Le dipendenze e le professioni sanitarie: una sfida ancora aperta
Le dipendenze e le professioni sanitarie: una sfida ancora aperta
La situazione della diffusione delle dipendenze, sia quella dalle tantissime sostanze sia quella altrettanto diffusa da comportamenti, è realmente drammatica. Se ne parla poco e male e la politica, così come molti mass media, oscillano su posizioni ideologiche più che metodologicamente fondate (proibizionismo, legalizzazione, ecc.) e con prospettive scarsamente lungimiranti. L’emergenza SARS-CoV-2 rischia di far trascurare ancor di più il fatto che nel frattempo le dipendenze continuano ad esistere radicandosi nella vita reale di fasce di popolazione sempre più giovani o addirittura adolescenziali.
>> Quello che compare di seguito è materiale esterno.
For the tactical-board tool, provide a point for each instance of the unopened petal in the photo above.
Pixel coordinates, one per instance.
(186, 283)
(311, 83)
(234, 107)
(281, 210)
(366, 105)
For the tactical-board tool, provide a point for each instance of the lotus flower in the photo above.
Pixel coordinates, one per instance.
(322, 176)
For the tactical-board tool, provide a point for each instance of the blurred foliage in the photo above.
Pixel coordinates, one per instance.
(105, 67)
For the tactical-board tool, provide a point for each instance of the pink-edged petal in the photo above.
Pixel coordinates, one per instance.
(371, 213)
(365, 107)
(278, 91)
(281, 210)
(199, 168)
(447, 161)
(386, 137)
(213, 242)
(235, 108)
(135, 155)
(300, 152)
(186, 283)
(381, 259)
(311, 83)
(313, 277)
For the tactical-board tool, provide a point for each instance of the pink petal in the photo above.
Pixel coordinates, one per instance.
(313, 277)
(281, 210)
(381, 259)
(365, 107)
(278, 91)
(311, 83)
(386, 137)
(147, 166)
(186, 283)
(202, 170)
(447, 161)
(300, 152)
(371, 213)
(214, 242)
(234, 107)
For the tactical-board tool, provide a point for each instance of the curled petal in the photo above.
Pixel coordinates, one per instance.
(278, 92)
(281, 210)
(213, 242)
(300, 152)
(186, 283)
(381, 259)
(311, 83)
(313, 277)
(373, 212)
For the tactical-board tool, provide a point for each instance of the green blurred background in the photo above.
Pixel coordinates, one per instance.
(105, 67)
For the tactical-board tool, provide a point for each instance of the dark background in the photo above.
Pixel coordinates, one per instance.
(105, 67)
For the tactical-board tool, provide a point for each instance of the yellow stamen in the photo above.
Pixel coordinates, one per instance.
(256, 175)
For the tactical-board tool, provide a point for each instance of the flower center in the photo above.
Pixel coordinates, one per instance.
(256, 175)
In Italia la gran parte della rete dei servizi, sia nel pubblico che nel privato sociale, continua a svolgere il proprio ruolo con appropriatezza anche se iniziano a vedersi le prime crepe in un sistema sanitario che la pandemia di Covid-19 ha messo terribilmente in crisi e se non si corre ai ripari con l’allocazione di risorse di personale formato, economiche, di spazi e attrezzature il sistema rischia di crollare.
Servizi territoriali per le dipendenze, c'è ancora molto da fare
Le vecchie sostanze non sono scomparse per magia e sono riemerse con tutta la loro drammaticità: l’uso di cocaina si è ampliato con effetti devastanti sul piano della salute degli assuntori e con danni correlati alle relazioni famigliari, sociali e lavorative; le stesse droghe una volta chiamate “leggere”, come la marijuana e l’hashish, continuano ad espandersi tra i giovani con la novità, che oramai si registra da anni, di un aumento continuo e consistente dei livelli dei principi attivi che ne elevano la capacità di colpire e danneggiare i sistemi neurovegetativi e comportamentali.
Le cosiddette nuove droghe sintetiche nelle loro diverse e sempre più numerose composizioni inondano il mercato del consumo di sostanze raggiungendo capillarmente il mondo giovanile e i luoghi di intrattenimento e di svago; i consumatori smodati di alcool e i cosiddetti poliassuntori di sostanze stanno diventando una realtà diffusa con cui bisogna fare i conti, consci del fatto che non si intravedono segni di allentamento, anzi la dipendenza multipla si amplia e si diffonde; le dipendenze comportamentali sono una diffusa realtà come ad esempio il gioco d’azzardo e altri disturbi legati al rapporto con il cibo e alla lesione del proprio corpo e della propria psiche.
In questo scenario complesso e articolato, dove è bene ricordare che da decenni vi lavorano molti operatori sociosanitari competenti e appassionati, le mafie e le organizzazioni criminali lucrano e capitalizzano affari da capogiro, condizionando vaste filiere dell’economia anche legale e la stessa vita istituzionale di interi paesi (si pensi ad esempio all’Afghanistan, alla Colombia, all’Indonesia, ecc.), facendo capolino nei più svariati teatri di guerra e di conflitti ancora aperti.
Nel tunnel delle dipendenze si entra purtroppo da diversi percorsi esistenziali e sociali e ci si può curare e guarire ricorrendo a diversi approcci terapeutici: non c’è una via di entrata obbligata e una via d’uscita sicura dalle dipendenze. Bisogna sempre più sforzarsi di riconoscere il pluralismo e la personalizzazione delle diagnosi e dei percorsi di cura per rendere il più rigoroso possibile il cammino terapeutico che di volta in volta bisogna impostare e implementare.
La definizione chiave che pertanto bisogna sempre più utilizzare per affrontare correttamente le sfide aperte delle dipendenze è integrazione progettuale tra i vari percorsi terapeutici, tra gli approcci farmacologici e quelli psico-terapeutici, tra pubblico e privato sociale, tra le diverse professionalità, tra famiglie e territori, tra le varie strategie di prevenzione, cura e riabilitazione.